We found this balance in the P programming language.⁸ P is a state-machine-based language for modeling and analysis of distributed systems. Using P, developers model their system designs as communicating state machines, a mental model familiar to Amazon’s developer population—most of whom develop systems based on microservices and service-oriented architectures (SOAs). P has been developed at AWS since 2019 and is maintained as a strategic open source project.²² Teams across AWS that build some of its flagship products—from storage (for example, Amazon S3, EBS), to databases (for example, Amazon DynamoDB, MemoryDB, Aurora), to compute (for example, EC2, IoT)—have been using P to reason about the correctness of their system designs.
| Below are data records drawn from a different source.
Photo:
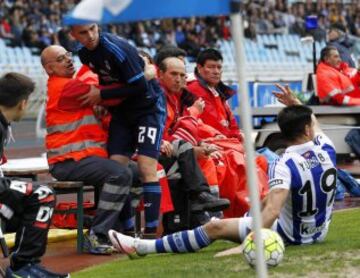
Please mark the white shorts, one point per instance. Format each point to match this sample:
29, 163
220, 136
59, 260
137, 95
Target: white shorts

For example, P was used in migrating Simple Storage Service (S3) from eventual to strong read-after-write consistency.¹ A key component of S3 is its index subsystem, an object metadata store that enables fast data lookups. To achieve strong consistency, the S3 team had to make several nontrivial changes to the S3 index protocol stack.²⁵ Because these changes were difficult to get right at S3 scale, and the team wanted to deliver strong consistency with high confidence in correctness, they used P to formally model and validate the protocol design. P helped eliminate several design-level bugs early in the development process and allowed the team to deliver risky optimizations with confidence, as they could be validated using model checking.

In 2023, the P team at AWS built PObserve, which provides a new tool for validating the correctness of distributed systems both during testing and in production. With PObserve, we take structured logs from the execution of distributed systems and validate post hoc that they match behaviors allowed by the formal P specification of the system. This allows for bridging the gap between the P specification of the system design and the production implementation (typically in languages like Rust or Java). While there are significant benefits from verifying protocols at design time, runtime monitoring of the same properties for the implementation makes the investment in formal specification much more valuable and addresses classic concerns with the deployment of formal methods in practice (that is, connecting design-time validation with system implementation).

Another way that AWS has brought formal methods closer to its engineering teams is through the adoption of lightweight formal methods.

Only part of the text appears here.